Unbestritten prägte das christliche Weltbild das Leben und die Kultur in Europa. Coudenhove bezeichnete Europa als eine Schicksalsgemeinschaft, „gegründet auf Monogamie und Familie, auf Privateigentum, auf gleiche Sitten und Feste, auf gleiche Religion, gleiche Tradition, gleiche Ehr- und Moralbegriffe, gleiche Vorurteile“. Selbst beim Privateigentum können wir aufgrund der exorbitanten Steuerbelastung nicht mehr sicher sein, ob das heute noch allgemein gilt.
Diese europäische Ordnung war nach dem Ersten Weltkrieg zerstört. De facto war es der Eingriff einer außereuropäischen Macht, der USA, der den Krieg im Westen zu einem Ende brachte. 1918 brachte den Untergang der Reiche, die unmittelbar oder mittelbar mit Europa zu tun hatten. Vier dieser Reiche wurden unmittelbar als Ergebnis des Krieges zerstört, das britische Empire hat noch weiterexistiert, ist dann aber auch schon in Richtung seines Endes gegangen. Auf dem Boden dieser ehemaligen Reiche sind allerdings sehr viele Diktaturen und totalitäre Systeme entstanden.

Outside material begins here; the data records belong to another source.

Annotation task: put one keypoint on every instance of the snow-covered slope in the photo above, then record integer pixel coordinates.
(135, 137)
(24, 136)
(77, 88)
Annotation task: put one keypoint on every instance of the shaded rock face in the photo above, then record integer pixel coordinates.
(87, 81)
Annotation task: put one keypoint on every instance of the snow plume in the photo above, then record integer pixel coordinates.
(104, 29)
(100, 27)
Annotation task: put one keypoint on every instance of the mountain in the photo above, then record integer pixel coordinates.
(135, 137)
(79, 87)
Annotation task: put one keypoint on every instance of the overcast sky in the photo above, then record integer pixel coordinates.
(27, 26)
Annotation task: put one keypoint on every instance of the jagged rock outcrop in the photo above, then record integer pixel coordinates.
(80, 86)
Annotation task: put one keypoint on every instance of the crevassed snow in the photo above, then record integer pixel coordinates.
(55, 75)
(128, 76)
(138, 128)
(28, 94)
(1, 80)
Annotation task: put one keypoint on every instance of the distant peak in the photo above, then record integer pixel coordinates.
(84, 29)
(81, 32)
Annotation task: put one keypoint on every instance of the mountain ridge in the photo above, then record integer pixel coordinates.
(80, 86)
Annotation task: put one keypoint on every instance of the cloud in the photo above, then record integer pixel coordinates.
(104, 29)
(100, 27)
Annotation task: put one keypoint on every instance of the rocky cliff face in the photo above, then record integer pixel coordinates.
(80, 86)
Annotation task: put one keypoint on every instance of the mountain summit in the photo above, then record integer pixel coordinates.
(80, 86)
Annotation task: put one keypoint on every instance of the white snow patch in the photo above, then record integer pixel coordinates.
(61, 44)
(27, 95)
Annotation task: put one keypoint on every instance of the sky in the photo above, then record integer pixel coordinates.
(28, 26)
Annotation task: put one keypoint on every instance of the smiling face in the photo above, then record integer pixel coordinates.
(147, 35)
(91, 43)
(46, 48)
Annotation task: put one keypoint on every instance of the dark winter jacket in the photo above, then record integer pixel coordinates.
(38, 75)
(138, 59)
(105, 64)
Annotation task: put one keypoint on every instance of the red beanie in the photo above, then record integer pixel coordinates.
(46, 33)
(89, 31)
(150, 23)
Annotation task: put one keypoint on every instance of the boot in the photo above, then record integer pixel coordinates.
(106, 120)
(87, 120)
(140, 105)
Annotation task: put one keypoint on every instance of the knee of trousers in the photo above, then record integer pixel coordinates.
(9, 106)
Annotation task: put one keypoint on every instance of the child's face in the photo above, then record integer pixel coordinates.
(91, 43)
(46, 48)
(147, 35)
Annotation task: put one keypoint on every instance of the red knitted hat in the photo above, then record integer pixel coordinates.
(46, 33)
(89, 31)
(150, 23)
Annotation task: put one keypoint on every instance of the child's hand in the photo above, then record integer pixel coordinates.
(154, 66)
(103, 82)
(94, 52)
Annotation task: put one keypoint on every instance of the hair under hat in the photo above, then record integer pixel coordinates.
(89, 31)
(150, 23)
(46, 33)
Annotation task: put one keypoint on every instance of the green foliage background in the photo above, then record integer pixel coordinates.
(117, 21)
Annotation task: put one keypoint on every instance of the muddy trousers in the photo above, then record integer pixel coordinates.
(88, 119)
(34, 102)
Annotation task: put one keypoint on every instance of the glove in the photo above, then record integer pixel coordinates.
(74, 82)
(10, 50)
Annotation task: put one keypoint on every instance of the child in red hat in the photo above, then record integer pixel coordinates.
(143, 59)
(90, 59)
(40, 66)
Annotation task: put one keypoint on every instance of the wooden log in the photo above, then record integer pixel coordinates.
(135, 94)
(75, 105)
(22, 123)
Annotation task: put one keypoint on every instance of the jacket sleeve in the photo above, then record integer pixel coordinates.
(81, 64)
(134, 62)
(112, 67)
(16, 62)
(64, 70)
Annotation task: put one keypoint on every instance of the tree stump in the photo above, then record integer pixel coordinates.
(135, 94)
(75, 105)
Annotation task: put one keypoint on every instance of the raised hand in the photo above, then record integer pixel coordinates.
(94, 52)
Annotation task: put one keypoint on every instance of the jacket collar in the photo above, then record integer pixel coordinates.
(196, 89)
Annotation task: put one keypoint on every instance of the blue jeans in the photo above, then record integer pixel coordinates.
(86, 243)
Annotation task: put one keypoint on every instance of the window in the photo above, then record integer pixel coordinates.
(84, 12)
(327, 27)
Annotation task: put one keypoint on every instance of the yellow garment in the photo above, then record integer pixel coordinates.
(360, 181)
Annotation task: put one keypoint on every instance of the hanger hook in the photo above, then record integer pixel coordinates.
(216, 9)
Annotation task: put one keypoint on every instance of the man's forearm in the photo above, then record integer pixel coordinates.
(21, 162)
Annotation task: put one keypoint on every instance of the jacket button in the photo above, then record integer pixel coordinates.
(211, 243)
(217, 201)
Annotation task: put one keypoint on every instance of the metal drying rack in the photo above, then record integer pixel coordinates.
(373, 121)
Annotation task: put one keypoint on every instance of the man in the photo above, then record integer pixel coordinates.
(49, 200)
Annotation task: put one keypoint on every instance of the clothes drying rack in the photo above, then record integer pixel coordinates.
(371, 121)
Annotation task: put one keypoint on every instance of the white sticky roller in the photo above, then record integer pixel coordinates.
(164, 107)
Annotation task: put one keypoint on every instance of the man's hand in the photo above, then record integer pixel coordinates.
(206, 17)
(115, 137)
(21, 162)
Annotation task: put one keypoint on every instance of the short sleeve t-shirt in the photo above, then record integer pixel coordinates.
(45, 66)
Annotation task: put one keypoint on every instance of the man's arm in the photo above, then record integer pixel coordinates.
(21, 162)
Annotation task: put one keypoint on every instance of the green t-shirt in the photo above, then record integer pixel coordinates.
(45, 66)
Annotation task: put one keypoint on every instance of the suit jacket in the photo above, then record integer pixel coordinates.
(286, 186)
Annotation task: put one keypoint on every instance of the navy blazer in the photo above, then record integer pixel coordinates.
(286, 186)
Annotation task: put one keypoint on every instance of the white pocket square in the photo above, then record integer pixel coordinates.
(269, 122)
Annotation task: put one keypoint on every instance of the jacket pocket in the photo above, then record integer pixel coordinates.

In Mitteleuropa wurde ein über Jahrhunderte gewachsener Kulturraum zerstückelt. Der Nationalismus übernahm das Ruder. Es entstanden kleine Nationalstaaten. Aber keiner der neuen Nationalstaaten konnte den Anspruch, ein Nationalstaat – also ein Staat nur aus Angehörigen einer einzigen Nation – zu sein, erfüllen. Jeder der neuen Staaten hatte seine Volksgruppen, die einer anderen Sprachgemeinschaft als die Mehrheitsbevölkerung angehörten.
Es wurde aber nicht nur ein Kulturraum zerstückelt, sondern auch ein Wirtschaftsraum. Jeder einzelne Staat versuchte, seine Probleme durch Abschottungspolitik, durch Protektionismus und Nationalismus zu lösen. Man versuchte die Probleme so zu exportieren, machte sie aber in Wirklichkeit nur schlimmer.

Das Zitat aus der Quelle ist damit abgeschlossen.